Low-Carb Experts: Jeff Volek, MD, R.D., PhD - Segment One (9:23) - YouTube
Oh, and I've also lost 30 lbs - but that includes the one month prior to ketosis in which I just ate Primal.
Ketosis has been a breeze for me, except for the first couple of days when I was ironing out my electrolyte balance. I will never go back to higher carbs on a regular basis. The clarity of mind, consistent energy, great sleep, lack of bloating and so many other benefits make ketosis the best thing that ever happened to me, diet-wise.
The people that usually seem to do best in ketosis are those that have enough fat to spare on their bodies or stay away from high intensity/anaerobic training. No rules without an exception though...

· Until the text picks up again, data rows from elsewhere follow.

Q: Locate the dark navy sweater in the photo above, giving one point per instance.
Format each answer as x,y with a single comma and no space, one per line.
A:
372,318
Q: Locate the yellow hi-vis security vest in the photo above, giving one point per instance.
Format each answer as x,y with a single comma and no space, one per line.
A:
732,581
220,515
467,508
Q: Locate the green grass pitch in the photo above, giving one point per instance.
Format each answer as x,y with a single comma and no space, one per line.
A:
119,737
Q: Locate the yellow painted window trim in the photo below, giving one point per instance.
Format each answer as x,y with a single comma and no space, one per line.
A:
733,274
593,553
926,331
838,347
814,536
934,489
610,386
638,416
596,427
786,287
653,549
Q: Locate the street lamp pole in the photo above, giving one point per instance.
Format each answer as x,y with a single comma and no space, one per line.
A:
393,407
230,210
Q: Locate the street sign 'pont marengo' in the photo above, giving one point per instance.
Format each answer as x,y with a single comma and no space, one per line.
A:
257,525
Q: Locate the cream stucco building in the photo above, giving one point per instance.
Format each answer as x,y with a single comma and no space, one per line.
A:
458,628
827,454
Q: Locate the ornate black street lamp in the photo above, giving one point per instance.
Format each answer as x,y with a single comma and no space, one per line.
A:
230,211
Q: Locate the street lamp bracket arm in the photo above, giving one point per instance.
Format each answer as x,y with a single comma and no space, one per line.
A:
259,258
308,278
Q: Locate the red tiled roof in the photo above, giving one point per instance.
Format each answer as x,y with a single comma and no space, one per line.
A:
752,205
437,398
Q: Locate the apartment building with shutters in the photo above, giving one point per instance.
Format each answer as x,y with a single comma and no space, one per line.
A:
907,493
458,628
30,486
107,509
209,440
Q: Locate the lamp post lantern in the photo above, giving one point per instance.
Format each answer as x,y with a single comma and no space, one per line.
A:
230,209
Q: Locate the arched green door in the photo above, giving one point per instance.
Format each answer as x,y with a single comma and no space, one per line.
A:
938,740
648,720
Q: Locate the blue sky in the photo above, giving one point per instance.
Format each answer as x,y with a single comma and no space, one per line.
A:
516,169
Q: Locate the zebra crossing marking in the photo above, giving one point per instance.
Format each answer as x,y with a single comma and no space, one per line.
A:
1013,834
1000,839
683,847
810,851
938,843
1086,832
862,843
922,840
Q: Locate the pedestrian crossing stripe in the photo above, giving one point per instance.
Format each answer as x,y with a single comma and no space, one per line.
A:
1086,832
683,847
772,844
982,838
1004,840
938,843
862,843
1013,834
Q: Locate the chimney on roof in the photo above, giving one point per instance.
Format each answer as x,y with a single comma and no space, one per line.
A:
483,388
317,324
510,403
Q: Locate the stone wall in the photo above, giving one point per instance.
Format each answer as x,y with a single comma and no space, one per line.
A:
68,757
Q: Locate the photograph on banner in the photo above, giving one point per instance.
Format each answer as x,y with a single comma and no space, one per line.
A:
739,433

ketosis is the best nutritional choice I ever made...feelings of euphoria, even mood, easily fast 20 hours, loss of cravings (except for butter lol),less bloating...the only difficulty I seem to have is a need to keep a strict rein on protein...since getting a ketone blood monitor, I've learned that it doesn't take much to knock me out of ketosis...an extra 2-3oz of protein and I barely register the next day...was wondering if anyone knew if there would be less gluconeogenesis on lifting days...I find that 3-4oz of protein 2x a day is all I can have...wondering if lifting would allow me to up that on those days...does anyone know how that works?
All you can do is experiment. Muscle-building protein synthesis happens over the course of days, not hours.
And remember that muscle retention is enhanced in ketosis, so you don't need as much dietary protein for muscle growth.
Also, you don't need to be in deep ketosis unless you have epilepsy, or another condition that requires it.